Several workers have documented low birth weight in patients with cystic fibrosis8 9 and it is not clear whether this contributes to the initial weight and height deficit in the youngest patients reported, nor whether it indicates an intrinsic constraint on growth in cystic fibrosis. If this were so, then the normal mean BMI in the first decade might reflect optimum nutrition in this age group. It is also arguable that the severity and duration of the initial deficits might be reduced by earlier diagnosis—for example, by neonatal screening—but there are no published data to indicate whether this would have an effect on subsequent anthropometric patterns.
The decrease in BMI in boys after the age of 10 years may be in part a reflection of delayed puberty in boys with cystic fibrosis.

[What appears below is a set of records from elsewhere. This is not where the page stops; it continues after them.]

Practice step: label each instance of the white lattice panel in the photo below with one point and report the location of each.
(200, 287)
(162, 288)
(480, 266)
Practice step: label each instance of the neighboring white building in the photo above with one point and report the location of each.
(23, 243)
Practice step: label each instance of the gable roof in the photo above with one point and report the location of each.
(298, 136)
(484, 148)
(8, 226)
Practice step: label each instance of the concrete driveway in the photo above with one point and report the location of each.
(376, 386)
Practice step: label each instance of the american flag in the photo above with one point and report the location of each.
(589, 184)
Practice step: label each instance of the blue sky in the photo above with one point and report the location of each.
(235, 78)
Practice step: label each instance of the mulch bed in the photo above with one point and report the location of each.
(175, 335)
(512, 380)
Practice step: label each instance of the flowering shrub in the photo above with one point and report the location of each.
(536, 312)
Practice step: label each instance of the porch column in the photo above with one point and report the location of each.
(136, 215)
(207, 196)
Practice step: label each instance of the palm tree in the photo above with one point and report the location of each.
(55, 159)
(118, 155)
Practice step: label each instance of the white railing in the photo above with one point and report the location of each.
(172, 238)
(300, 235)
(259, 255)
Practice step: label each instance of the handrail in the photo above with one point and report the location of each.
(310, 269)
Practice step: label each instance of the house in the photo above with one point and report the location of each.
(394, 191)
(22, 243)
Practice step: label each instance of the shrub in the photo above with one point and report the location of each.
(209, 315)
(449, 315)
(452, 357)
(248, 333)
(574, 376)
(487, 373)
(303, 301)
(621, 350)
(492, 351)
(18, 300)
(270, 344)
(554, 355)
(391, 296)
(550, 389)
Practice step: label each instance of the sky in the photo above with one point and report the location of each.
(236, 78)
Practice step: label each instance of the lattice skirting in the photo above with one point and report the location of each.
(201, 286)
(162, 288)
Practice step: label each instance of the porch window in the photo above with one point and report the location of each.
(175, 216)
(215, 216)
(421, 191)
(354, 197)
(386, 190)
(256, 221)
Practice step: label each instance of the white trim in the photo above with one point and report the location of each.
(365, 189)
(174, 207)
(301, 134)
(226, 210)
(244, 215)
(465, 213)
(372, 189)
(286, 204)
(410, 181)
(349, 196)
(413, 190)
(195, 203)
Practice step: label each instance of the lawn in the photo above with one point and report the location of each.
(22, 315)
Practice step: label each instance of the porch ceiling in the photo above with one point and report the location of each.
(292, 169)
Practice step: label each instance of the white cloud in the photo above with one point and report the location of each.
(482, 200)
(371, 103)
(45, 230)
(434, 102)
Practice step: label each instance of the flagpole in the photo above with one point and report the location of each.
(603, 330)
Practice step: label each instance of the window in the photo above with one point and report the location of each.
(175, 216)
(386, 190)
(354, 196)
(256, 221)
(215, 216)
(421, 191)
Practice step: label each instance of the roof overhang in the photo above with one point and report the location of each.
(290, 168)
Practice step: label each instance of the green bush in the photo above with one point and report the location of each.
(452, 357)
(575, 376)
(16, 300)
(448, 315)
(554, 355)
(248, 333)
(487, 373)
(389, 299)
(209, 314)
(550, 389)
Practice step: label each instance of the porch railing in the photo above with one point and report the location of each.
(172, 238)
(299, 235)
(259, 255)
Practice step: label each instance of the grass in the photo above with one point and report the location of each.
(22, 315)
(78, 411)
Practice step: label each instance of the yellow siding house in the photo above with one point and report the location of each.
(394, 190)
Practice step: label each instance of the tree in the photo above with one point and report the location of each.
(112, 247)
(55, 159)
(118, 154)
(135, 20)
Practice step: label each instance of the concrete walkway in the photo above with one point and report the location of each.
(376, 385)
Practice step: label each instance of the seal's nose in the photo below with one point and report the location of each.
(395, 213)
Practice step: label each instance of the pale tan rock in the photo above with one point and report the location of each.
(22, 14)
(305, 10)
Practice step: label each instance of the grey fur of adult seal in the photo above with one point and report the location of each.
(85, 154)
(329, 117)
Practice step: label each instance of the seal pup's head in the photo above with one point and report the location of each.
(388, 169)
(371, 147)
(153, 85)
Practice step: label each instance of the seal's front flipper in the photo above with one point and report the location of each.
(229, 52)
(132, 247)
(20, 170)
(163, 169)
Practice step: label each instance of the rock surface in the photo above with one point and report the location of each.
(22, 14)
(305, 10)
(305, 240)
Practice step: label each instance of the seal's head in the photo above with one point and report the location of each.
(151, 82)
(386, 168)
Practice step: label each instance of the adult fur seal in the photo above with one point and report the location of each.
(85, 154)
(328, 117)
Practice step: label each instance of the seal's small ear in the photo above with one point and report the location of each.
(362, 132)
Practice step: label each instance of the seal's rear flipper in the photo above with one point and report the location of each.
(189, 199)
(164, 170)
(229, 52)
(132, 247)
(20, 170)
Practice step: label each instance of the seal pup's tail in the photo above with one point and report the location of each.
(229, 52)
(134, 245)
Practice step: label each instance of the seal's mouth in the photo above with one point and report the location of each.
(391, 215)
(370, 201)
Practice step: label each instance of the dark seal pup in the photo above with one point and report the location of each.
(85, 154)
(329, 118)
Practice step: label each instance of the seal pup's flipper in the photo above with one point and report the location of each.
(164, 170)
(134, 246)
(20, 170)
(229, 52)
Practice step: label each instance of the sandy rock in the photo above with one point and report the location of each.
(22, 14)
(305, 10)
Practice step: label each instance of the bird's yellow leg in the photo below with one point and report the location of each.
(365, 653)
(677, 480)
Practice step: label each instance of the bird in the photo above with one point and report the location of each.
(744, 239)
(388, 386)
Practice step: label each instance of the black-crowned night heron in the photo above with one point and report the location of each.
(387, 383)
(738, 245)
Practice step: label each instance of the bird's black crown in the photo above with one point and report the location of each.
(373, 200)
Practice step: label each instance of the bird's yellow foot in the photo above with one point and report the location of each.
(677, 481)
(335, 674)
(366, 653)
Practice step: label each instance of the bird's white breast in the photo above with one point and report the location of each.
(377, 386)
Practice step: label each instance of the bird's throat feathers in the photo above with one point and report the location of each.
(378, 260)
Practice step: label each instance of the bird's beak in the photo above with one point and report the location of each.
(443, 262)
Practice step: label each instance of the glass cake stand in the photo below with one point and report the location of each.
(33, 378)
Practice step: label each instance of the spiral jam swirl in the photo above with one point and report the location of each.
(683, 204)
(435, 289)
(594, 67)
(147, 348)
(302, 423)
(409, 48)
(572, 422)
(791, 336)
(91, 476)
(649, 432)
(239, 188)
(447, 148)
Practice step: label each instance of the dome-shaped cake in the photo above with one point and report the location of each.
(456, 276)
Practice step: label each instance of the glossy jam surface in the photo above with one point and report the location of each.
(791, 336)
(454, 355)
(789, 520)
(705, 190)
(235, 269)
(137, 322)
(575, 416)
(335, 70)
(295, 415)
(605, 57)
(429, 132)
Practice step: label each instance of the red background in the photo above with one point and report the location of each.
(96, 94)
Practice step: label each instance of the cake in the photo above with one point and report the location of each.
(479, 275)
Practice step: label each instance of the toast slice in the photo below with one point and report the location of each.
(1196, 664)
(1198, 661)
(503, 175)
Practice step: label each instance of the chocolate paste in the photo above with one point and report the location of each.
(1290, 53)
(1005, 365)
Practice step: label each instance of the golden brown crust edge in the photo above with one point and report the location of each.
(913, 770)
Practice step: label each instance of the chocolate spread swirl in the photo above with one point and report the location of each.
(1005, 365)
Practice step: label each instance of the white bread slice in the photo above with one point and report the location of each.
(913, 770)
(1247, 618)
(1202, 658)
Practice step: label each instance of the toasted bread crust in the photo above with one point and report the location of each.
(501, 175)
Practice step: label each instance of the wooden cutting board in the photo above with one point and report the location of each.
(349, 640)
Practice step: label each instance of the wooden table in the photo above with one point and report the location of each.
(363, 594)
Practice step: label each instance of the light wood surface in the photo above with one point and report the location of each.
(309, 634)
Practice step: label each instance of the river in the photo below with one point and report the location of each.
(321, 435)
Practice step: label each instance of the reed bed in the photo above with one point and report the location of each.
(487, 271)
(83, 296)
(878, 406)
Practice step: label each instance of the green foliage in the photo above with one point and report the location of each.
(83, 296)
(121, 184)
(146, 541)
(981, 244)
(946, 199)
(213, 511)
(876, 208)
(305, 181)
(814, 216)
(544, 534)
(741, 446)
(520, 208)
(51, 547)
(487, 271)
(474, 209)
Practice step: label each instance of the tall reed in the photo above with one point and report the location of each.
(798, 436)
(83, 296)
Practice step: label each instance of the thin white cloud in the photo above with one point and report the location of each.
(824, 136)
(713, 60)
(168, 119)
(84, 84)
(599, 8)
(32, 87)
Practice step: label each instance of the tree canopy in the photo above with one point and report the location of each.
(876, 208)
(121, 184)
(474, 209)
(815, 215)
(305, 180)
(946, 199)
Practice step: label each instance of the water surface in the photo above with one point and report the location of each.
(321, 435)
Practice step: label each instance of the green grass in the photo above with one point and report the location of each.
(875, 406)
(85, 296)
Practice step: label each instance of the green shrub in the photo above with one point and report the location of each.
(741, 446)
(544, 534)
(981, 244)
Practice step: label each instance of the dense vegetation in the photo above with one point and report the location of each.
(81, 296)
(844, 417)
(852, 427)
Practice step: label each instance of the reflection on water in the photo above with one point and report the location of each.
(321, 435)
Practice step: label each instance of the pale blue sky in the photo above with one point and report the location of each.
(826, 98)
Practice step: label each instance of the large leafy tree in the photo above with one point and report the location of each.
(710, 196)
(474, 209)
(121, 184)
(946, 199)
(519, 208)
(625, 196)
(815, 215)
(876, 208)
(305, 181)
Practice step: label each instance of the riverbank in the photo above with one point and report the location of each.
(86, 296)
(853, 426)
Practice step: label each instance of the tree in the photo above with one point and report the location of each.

Although the stature and body mass of patients with cystic fibrosis appears to be improving, in association with their improved survival, growth still remains below that of the unaffected general population to an important degree, as is clearly shown in figs 1 and 2. A decrease from population norms occurs earlier in girls than in boys, but is less steep and more protracted. This may be associated with the clinical observation that women with cystic fibrosis who survive into their 20s have no greater risk of death than men with cystic fibrosis of a similar age,10 but this may again reflect cohort survival bias.
The survival of the UK cystic fibrosis population continues to improve, with year on year reductions in the age/sex specific mortality.11 If the growth/survival association is maintained, further improvements in these anthropometric measures may be anticipated.
Conclusions
Despite clinical impressions and demonstrated improvements during the last 20 years, the height achieved by patients with cystic fibrosis remains below that of the general population. There is also still a problem with the weight of adults which may be due to their treatment antecedents. Attention to these nutritional deficits might further improve survival.
Acknowledgments
This paper was only made possible by the cooperation of the directors of cystic fibrosis centres throughout the UK, who generously contributed their data to the UK Cystic Fibrosis Survey.